I thought through on the things that I’d just heard from my friend. Would I do the same thing? I doubt so. I’d been through before. No. Consider again? No, the crack is there and it won’t be healed. So, no.
People makes mistake. Yes, they do, everyone does. But when it’s to the extent where one doesn’t think that they are in the wrong, then something is wrong. And it’s even more wrong, or more of weird, when you allow them to. Are you… blinded by love?
This friend of mine, B, just told us (a group of other friends) after a list of other reasons on why she finally broken up with him. And all of us were in shock. What the hell was she thinking?
Apparently, her ex-boyfriend, C, had some physical contact with another girl, D. B brought it up to C and he admitted that it’s just physical, no emotions attached. But as C never likes to argue and probably just kept quiet after that even if he’s being bombarded, with B, thinking that C would change after they got married, B simple just took the hit and swallowed it.
But things never changed much after that conversation.
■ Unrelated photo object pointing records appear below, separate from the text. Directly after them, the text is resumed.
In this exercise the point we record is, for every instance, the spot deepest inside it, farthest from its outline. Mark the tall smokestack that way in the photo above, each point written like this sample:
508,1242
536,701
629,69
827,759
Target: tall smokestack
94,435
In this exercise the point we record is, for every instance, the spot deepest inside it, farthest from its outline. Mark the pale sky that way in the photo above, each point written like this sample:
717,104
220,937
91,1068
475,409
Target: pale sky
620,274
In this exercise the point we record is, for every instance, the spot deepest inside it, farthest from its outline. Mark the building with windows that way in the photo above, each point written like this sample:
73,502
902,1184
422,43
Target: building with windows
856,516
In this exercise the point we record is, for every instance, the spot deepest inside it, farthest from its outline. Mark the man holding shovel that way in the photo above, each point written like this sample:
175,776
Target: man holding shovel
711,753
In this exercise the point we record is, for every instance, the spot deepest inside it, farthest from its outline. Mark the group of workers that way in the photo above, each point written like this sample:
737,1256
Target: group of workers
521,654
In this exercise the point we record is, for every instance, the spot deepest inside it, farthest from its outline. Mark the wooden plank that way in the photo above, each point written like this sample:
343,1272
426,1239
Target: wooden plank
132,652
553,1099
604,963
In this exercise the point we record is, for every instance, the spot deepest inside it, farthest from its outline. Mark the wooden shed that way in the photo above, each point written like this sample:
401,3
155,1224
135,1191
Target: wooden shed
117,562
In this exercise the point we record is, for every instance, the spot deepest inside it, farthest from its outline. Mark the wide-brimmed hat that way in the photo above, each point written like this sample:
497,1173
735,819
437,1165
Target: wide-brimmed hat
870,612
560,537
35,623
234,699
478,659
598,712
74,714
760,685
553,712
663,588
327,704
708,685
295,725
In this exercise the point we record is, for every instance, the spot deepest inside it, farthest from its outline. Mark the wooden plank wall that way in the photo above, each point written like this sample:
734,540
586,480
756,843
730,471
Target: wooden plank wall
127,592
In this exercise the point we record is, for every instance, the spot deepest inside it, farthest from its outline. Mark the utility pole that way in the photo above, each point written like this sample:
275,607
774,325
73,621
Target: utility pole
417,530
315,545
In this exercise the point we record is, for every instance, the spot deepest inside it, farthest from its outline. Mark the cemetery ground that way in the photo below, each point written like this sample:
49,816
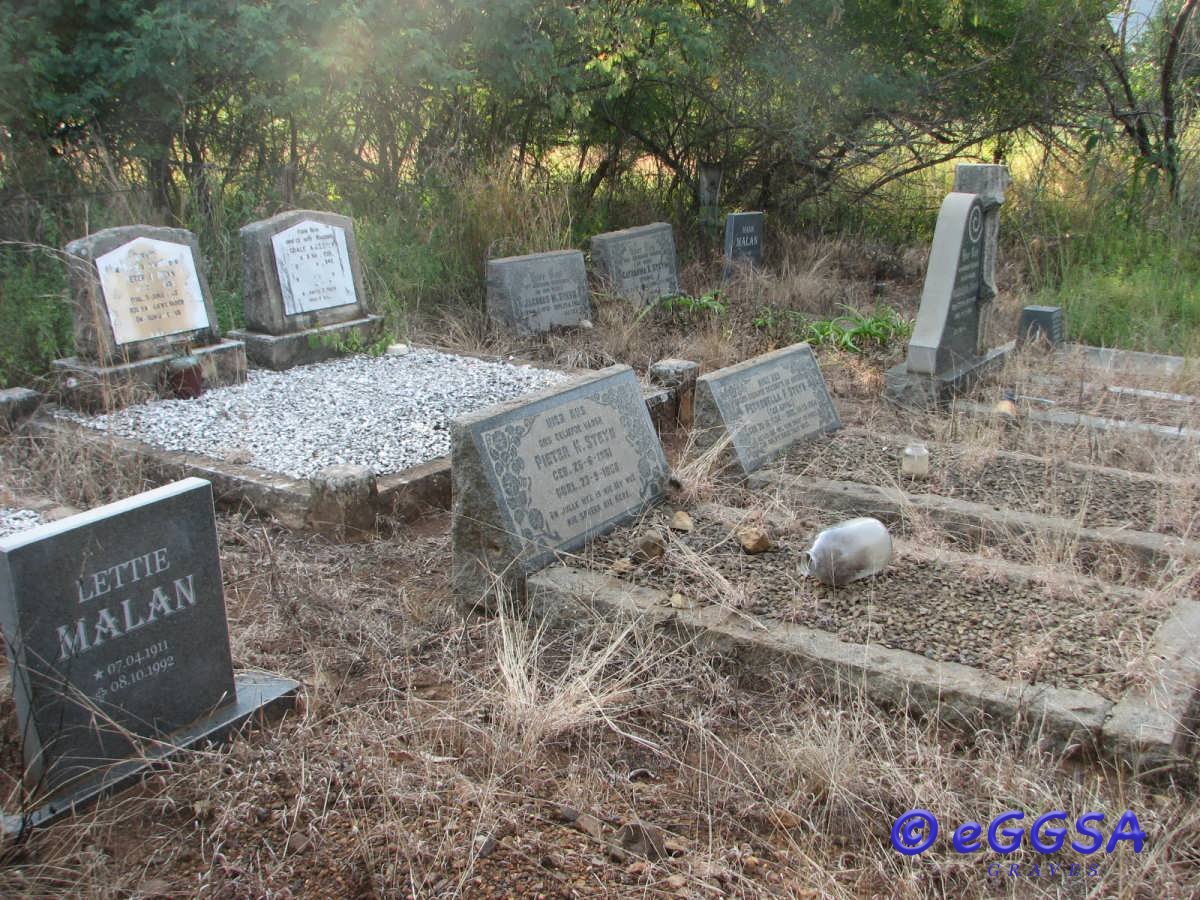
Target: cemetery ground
433,754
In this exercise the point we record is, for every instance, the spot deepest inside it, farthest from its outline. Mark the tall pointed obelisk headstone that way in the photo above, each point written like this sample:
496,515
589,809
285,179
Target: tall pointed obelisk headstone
948,347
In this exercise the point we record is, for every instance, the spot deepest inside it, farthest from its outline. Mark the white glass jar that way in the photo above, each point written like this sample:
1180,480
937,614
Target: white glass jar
857,549
915,460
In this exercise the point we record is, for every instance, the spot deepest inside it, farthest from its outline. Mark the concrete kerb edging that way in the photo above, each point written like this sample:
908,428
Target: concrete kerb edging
976,520
1066,419
965,697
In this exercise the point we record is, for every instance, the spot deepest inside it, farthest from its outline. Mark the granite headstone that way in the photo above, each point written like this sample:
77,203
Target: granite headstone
988,183
947,351
743,240
114,622
301,270
765,405
540,475
947,330
532,294
640,263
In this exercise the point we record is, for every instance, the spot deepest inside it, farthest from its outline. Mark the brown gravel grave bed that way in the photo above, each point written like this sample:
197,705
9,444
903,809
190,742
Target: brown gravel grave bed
1002,479
1073,636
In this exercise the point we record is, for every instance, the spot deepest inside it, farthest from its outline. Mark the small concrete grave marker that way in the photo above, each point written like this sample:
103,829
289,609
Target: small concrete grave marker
639,263
1042,322
743,240
766,405
303,294
535,293
141,299
115,629
947,351
543,474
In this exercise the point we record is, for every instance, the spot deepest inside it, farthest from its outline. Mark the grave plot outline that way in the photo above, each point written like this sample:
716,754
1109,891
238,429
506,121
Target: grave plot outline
61,745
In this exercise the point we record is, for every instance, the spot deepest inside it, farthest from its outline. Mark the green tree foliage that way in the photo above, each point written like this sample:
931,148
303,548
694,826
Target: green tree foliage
364,96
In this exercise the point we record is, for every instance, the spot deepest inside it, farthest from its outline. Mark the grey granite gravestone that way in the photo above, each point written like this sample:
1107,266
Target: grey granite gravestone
115,629
765,405
540,475
945,352
304,295
640,263
743,240
139,300
1043,323
987,181
535,293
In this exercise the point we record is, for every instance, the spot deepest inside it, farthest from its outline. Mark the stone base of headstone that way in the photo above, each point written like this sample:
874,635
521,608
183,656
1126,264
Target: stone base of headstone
919,390
17,403
678,377
345,502
313,345
259,694
91,387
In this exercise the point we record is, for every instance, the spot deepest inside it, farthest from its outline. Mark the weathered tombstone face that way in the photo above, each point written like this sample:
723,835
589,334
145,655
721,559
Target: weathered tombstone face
301,270
766,405
543,474
640,263
114,619
947,330
1042,322
138,293
535,293
743,237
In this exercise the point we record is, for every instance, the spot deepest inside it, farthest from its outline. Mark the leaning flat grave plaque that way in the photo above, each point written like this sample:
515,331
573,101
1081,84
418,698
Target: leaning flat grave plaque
535,293
947,329
151,289
769,403
313,264
114,623
640,262
571,466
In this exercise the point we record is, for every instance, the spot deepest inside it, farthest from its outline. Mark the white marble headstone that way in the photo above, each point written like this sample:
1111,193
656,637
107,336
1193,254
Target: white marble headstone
315,268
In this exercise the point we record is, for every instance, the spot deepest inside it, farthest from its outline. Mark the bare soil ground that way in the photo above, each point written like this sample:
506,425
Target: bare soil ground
435,755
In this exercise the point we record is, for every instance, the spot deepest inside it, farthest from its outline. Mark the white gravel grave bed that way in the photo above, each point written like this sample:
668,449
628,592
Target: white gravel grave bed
17,520
388,413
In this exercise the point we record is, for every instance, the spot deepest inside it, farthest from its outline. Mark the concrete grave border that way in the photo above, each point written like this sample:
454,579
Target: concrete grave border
403,496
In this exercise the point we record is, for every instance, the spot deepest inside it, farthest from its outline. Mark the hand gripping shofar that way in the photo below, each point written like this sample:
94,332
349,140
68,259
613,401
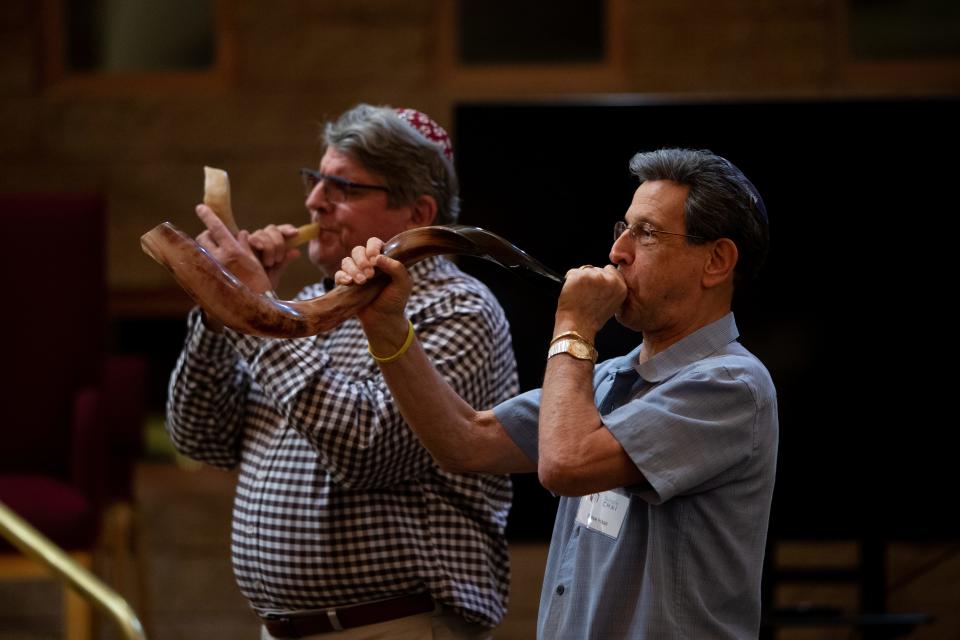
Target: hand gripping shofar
227,299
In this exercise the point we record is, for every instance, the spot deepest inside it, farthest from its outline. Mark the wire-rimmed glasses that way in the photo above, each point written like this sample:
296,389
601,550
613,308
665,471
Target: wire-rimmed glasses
335,189
644,232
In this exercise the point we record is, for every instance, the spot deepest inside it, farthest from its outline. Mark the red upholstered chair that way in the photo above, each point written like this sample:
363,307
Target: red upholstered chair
72,415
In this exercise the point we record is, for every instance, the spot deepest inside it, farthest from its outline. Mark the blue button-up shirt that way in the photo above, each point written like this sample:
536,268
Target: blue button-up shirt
700,422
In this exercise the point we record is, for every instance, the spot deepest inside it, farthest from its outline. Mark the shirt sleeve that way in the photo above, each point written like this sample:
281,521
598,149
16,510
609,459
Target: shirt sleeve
206,397
520,417
350,418
686,432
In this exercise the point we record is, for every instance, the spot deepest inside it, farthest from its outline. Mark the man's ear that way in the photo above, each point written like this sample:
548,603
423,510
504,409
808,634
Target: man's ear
422,212
720,262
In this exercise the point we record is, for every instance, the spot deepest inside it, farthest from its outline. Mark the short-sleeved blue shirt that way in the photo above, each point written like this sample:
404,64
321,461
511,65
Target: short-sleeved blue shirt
700,422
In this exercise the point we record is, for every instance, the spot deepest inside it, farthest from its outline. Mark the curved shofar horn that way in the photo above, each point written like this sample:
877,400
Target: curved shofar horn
216,195
227,299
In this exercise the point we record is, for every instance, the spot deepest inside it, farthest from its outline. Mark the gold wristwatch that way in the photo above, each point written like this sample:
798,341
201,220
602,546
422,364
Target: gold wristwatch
573,344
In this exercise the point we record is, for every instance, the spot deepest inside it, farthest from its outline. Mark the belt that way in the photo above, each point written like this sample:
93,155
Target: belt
297,625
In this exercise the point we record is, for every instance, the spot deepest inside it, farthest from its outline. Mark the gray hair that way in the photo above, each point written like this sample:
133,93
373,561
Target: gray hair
409,163
722,203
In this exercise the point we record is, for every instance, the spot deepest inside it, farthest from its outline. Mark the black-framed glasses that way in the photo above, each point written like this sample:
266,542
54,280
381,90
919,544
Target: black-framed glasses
335,188
644,232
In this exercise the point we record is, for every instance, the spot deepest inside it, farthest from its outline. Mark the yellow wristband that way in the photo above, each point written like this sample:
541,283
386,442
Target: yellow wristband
403,349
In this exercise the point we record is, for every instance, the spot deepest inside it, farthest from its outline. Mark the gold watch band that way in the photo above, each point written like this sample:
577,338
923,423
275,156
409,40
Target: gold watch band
576,347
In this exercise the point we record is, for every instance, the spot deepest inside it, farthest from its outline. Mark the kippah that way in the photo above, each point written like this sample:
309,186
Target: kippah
428,128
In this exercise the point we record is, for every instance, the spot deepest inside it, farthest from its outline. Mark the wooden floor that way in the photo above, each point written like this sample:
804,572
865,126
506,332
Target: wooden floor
186,589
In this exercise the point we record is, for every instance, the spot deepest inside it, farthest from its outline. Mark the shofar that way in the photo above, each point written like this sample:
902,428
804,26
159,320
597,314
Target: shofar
227,299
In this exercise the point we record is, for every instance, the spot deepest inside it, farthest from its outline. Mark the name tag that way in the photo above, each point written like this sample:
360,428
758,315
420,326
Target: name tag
604,512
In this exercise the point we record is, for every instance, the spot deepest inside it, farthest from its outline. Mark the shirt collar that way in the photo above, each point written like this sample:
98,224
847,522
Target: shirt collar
698,345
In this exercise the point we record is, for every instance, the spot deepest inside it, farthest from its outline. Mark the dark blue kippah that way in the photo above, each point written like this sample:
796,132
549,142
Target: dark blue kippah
752,190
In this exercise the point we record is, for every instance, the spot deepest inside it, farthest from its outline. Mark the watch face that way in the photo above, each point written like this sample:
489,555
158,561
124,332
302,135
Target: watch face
579,349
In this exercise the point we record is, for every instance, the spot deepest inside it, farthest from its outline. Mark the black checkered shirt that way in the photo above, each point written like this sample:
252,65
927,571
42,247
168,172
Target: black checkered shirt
337,502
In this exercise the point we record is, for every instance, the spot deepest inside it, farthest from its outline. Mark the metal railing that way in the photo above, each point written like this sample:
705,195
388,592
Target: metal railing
37,546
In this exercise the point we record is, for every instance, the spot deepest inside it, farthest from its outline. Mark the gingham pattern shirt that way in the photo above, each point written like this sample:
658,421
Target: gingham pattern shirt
337,502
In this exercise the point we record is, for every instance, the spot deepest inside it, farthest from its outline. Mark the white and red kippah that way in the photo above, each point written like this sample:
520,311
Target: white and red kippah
428,128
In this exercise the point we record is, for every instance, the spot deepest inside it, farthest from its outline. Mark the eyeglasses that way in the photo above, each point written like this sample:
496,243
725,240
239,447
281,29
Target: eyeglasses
335,189
644,232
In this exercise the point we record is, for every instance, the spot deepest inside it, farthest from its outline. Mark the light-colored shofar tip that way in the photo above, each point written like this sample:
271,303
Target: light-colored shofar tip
216,195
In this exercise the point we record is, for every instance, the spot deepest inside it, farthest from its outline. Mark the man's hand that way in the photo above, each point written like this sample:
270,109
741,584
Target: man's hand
233,253
270,246
590,297
383,319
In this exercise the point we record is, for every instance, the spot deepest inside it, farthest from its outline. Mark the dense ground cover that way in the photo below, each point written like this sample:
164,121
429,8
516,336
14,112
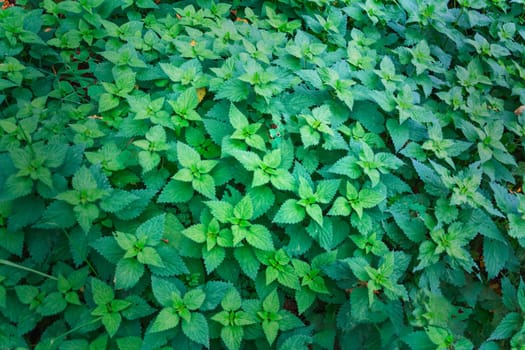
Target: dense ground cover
288,174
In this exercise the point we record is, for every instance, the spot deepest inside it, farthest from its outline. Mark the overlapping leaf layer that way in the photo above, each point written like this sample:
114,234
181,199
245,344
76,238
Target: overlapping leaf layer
286,174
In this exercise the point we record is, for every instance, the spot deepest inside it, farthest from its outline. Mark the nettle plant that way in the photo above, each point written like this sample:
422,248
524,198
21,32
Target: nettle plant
284,174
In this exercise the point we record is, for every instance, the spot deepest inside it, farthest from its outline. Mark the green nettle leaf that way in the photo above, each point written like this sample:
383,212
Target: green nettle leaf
290,212
259,237
213,174
128,273
102,293
196,328
232,337
194,299
166,319
111,322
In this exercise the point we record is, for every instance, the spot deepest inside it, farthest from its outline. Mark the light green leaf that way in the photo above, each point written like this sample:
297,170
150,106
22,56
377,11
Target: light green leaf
205,184
304,299
128,273
196,329
213,258
220,210
194,298
111,322
247,261
341,207
166,319
259,237
232,337
290,212
244,209
102,293
149,256
315,212
270,329
237,119
232,300
187,156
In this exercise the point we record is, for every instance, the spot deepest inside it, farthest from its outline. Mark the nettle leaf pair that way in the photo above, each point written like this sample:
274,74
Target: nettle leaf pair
293,211
383,278
362,159
180,308
239,217
33,164
195,174
146,247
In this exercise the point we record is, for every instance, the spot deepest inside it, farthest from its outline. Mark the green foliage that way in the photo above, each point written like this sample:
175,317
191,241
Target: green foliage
289,174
C just continued to contact D (with or without physical contact – ain’t sure about that but it doesn’t really matter). And when finally it’s time to discuss about marriage, B then asked C a question: “How long do you need to settle things with her?” which C still can answer – 6 months to a year. She gave up.
Cool but wait. Let’s rewind back a little. In the first place, how could you tolerate ya partner with another person?? AND continues to let him contact the other party?? THIS, is the one thing that left all of us, bewildered.
Not knowing the truth is one thing. If you are not the “main” one and can accept it, I can understand. But if you are supposed to be the one that he’s going to marry, and yet you can tolerate him being with another person before you get married, well, I can only say you are blinded, and that you should try and step outside for a while and see from the holistic view.
I’m glad she finally stepped out before the damage is higher.